But Scott Wheway warned of “long-term problems” if the tax is expanded to include power generators.

He added that the company welcomes the support the Government has announced to support struggling customers.

Mr Wheway was asked by shareholders at the company’s annual general meeting in Leicester if he would challenge the decision to impose a 25% extra tax on North Sea oil and gas.

“We don’t see any scope, or requirement, or necessity for a legal challenge to those things that have been brought forward,” he said.

However, he warned that the Treasury could cause problems in the move to decarbonise the UK if it insists on also taxing the profits of energy generators more.

“We’ve got every empathy with the plight of many customers presently that are facing difficulties in managing their energy bills, and we welcome action to help those customers.

“But we also share a lot of concern around choices that may be made to apply taxes to energy production which – although they may derive short-term benefits – could cause medium- and long-term problems.

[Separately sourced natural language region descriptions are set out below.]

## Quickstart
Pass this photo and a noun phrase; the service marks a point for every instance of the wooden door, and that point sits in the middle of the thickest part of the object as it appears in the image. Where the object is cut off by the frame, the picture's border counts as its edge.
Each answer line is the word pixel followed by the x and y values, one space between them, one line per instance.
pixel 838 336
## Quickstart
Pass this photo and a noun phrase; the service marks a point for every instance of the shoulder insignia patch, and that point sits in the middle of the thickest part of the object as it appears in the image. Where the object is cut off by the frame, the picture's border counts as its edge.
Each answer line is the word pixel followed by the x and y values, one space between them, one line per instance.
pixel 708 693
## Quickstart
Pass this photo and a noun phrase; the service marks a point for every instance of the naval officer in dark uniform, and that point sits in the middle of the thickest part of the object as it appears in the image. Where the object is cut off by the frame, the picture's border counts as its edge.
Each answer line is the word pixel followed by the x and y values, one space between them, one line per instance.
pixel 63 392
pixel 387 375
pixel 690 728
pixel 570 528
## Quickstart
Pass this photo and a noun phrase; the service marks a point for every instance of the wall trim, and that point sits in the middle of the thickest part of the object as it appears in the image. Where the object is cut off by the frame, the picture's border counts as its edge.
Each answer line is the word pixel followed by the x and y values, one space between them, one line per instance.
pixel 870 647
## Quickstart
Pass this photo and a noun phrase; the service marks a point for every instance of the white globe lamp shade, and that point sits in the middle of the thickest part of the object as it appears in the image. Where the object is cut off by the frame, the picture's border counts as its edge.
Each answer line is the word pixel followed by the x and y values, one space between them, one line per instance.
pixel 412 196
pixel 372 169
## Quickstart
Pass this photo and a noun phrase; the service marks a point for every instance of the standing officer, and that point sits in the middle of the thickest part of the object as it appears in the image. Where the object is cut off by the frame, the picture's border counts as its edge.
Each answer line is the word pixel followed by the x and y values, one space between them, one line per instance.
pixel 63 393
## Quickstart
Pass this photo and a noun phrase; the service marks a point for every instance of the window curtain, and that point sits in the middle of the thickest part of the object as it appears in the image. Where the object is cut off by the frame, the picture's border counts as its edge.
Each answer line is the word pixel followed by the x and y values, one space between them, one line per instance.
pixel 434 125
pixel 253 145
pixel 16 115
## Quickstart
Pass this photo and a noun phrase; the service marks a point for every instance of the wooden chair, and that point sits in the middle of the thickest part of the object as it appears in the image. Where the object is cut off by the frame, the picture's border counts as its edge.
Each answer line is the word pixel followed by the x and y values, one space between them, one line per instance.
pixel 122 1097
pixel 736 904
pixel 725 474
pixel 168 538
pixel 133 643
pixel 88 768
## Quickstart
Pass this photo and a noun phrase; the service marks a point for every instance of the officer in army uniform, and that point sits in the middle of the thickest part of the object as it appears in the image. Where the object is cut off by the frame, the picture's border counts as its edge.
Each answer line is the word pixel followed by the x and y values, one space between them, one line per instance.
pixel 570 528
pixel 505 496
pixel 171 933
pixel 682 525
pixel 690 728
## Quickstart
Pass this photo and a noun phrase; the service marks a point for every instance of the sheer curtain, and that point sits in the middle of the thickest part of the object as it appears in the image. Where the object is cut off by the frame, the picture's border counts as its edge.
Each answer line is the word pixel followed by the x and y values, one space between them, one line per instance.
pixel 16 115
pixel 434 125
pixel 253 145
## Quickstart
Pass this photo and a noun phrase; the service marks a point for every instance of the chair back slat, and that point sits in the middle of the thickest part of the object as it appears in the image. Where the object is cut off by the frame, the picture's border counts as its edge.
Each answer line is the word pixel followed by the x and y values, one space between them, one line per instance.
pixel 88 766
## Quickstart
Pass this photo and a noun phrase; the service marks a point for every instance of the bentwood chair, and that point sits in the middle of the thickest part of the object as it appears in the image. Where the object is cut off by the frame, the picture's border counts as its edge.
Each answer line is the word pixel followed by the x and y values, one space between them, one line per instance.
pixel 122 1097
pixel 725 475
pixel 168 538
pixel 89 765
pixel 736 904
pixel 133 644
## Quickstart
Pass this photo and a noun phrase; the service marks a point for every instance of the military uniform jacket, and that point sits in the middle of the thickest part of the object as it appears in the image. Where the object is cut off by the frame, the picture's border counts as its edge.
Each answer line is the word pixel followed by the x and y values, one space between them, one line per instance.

“We know that the industry that we’re in is a very long-term industry and we urge everyone thinking of those things to strike the right balance.”

Rishi Sunak speaks to the Treasury Select Committee
Chancellor Rishi Sunak answering questions at a Treasury Select Committee hearing (House of Commons/PA)

Chancellor Rishi Sunak argues that a second windfall tax on electricity generators could help pay for support for households that are facing runaway energy bills.

He said these companies are seeing “extraordinary profits” as oil and gas prices push up the cost of electricity.

But he was coy when asked by the Treasury Select Committee earlier this week when or if such a tax might be introduced.

The companies that would be hit include many early builders of wind farms.

Much of the wind power built in the UK since 2015 has been done under the so-called Contracts for Difference scheme (CfD).

This guarantees that a wind farm will always be paid a set amount for every megawatt hour of electricity it produces.

When the price of electricity is lower, therefore, the wind farm is subsidised, but if the price is higher than the agreed price then the wind farm will pay the difference back to billpayers.

But wind farms that are not covered by CfD are currently selling their electricity at elevated prices – and it is this profit that the Chancellor wants to target.